「尊敬的魔皇陛下,十分抱歉,剛才那位師兄腦子有坑,不太正常,還請您不要理會他」。
劉言生此刻汗如雨下,他只是聽聞過魔皇的赫赫威名,聽聞他性情殘暴,實力更是強悍。
也不知道他們今日能不能活著回到那個小竹屋了?
「不必對孤道歉,而且孤喜歡純善之人」,凝雪寒退後一步,看那名雜役弟子如此害怕他,他倒是有點過意不去了。
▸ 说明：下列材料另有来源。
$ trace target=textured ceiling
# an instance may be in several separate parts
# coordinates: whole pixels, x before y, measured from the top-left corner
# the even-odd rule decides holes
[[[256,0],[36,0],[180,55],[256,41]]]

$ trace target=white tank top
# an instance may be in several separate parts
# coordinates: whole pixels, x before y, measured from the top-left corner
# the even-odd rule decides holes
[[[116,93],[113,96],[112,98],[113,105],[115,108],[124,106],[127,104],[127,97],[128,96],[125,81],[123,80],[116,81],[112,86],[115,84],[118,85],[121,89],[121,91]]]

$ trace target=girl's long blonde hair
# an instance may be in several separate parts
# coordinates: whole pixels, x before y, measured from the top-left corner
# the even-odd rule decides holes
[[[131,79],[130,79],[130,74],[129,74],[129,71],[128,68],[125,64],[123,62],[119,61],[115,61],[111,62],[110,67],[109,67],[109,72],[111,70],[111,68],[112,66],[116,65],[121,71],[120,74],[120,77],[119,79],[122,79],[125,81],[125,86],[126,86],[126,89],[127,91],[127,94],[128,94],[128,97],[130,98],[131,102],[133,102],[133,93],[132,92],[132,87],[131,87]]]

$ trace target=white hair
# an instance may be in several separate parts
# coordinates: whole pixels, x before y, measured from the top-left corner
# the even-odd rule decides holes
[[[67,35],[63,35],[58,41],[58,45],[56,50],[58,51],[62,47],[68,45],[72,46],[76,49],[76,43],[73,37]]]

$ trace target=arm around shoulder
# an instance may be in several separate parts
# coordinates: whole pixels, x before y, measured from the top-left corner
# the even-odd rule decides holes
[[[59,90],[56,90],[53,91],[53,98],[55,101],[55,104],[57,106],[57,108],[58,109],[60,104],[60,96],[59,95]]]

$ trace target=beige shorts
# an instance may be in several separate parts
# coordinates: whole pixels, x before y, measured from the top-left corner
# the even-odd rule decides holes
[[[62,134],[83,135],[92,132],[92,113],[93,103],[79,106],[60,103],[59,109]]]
他明明長得也不凶呢,而且先前他明明還與另一個雜役弟子聊得挺好的,怎麼這兩個就這麼怕他呢?
樓沂此刻心中幾乎翻天覆地,剛才他師兄說了什麼?
這位是魔皇!
樓沂與劉言生抬頭,樓沂此刻再看向凝雪寒已然是不同了,身份上的巨大差異讓他再難以開口。
這就是魔皇嗎?
當初他看著那幅畫卷一直難以相信,統治著整個魔族的會是這樣一個看起來柔弱的男子。
雖然男子不應該用這個詞,可是與他身邊的那些魔族比起來,他看起來實在是柔弱。
不過他與傳聞中的還真是不相符,居然說自己喜歡純善之人!
.........
道宗的血色警戒信號向來很少被使用,此刻道宗內所有人看著那血色的警戒信號,心中沉重。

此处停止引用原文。